Visualization procedures for proteins and peptides on flat-bed monoliths and their effects on matrix-assisted laser-desorption/ionization time-of-flight mass spectrometric detection

The present study concerns the application of visualization methods, i.e. coomassie-brilliant-blue-R staining (CBB-R), silver-nitrate staining, and fluorescamine labeling, and subsequent MALDI-MS analysis of intact proteins and peptides on the surface of flat-bed monoliths, intended for spatial two-dimensional chromatographic separations. The use of 100-μm thick macroporous poly(butyl methacrylate-co-ethylene dimethacrylate) flat-bed monoliths renders a fixation step obsolete, so that CBB-R and silver-nitrate staining and destaining could be achieved in 10–15 min as opposed to up to 24 h, as is typical on 2D-PAGE gels. The detection limits remained comparable. The compatibility of the monolithic layer with subsequent MALDI-MS analysis of individual proteins and peptide spots was investigated with regards to mass accuracy, mass precision, resolution, and signal intensity. When comparing results from MALDI-MS analysis of proteins and peptides on a flat-bed monolith to results obtained directly on stainless-steel target plates, significant losses in mass precision, signal intensity, and an increased variation in resolution were observed.
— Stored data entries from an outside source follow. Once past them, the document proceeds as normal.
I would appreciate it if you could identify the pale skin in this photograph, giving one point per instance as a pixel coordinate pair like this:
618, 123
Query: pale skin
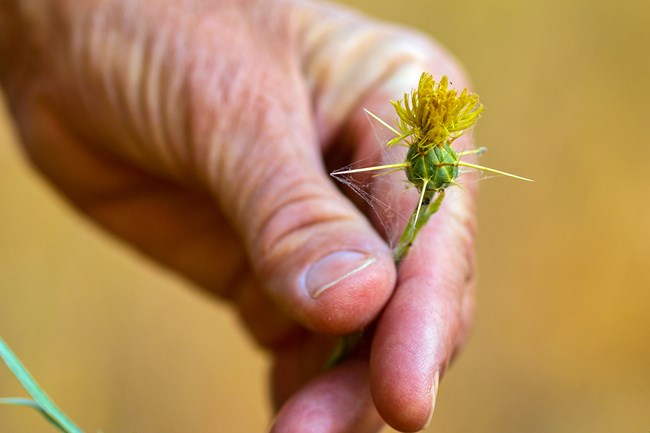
202, 134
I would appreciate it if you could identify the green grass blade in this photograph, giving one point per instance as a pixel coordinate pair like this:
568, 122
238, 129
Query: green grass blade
30, 403
41, 401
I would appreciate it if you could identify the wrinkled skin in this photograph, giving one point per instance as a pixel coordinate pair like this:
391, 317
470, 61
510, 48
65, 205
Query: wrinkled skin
201, 133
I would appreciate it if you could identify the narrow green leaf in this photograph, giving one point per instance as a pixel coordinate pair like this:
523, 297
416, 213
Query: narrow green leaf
41, 401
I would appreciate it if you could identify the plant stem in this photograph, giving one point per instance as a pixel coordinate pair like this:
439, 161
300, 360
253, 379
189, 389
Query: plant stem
416, 222
348, 344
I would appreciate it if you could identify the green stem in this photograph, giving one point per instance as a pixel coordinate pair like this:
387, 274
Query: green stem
415, 224
348, 344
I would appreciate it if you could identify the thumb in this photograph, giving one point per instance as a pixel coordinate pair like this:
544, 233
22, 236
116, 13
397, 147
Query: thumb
318, 257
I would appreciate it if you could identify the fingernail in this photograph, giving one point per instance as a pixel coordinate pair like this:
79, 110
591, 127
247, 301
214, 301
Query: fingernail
334, 268
434, 393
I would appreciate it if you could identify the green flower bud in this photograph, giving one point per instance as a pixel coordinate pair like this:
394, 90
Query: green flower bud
437, 167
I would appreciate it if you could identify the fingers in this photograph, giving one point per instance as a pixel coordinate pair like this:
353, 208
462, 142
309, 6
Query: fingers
427, 317
312, 250
337, 402
421, 327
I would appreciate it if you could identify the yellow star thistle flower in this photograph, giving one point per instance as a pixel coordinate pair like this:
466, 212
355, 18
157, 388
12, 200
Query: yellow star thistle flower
429, 120
435, 115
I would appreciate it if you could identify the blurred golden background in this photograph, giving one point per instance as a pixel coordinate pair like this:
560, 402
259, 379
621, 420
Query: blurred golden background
562, 335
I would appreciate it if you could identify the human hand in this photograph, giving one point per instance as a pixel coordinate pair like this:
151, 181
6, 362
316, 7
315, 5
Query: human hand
200, 131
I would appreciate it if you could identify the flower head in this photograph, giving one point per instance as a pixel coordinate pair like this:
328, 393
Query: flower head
435, 115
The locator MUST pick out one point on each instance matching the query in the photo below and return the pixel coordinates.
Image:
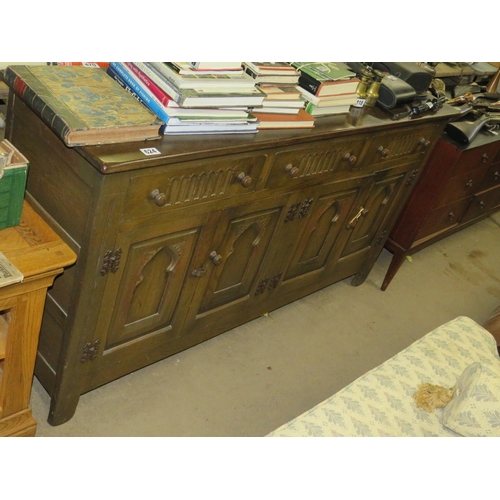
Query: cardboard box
(13, 172)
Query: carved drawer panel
(460, 186)
(399, 144)
(319, 161)
(191, 183)
(480, 157)
(443, 218)
(483, 203)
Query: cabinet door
(237, 274)
(314, 226)
(145, 300)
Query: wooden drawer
(183, 185)
(443, 218)
(401, 144)
(316, 162)
(460, 186)
(482, 204)
(480, 157)
(491, 178)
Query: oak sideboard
(213, 231)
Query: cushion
(474, 409)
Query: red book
(159, 93)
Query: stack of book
(193, 98)
(283, 106)
(328, 87)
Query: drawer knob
(159, 198)
(244, 180)
(351, 159)
(384, 152)
(215, 258)
(292, 171)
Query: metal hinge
(111, 261)
(90, 351)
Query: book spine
(141, 92)
(37, 104)
(113, 74)
(157, 78)
(309, 83)
(160, 94)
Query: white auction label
(150, 151)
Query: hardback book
(275, 68)
(316, 111)
(274, 121)
(321, 78)
(82, 106)
(147, 97)
(216, 65)
(185, 68)
(203, 98)
(335, 100)
(273, 78)
(216, 82)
In addition, a loss in signal intensity up to two orders of magnitude was observed when using monolithic layers. After CCB-R and silver-nitrate staining and destaining to disrupt the protein–dye complexes no MALDI spectra with significant S/N ratios could be achieved. After fluorescamine labeling heterogeneous signals were observed, which resulted from a distribution in the number of fluorescence-labeled lysine groups and from the presence of labeled derivatives that had undergone condensation reactions.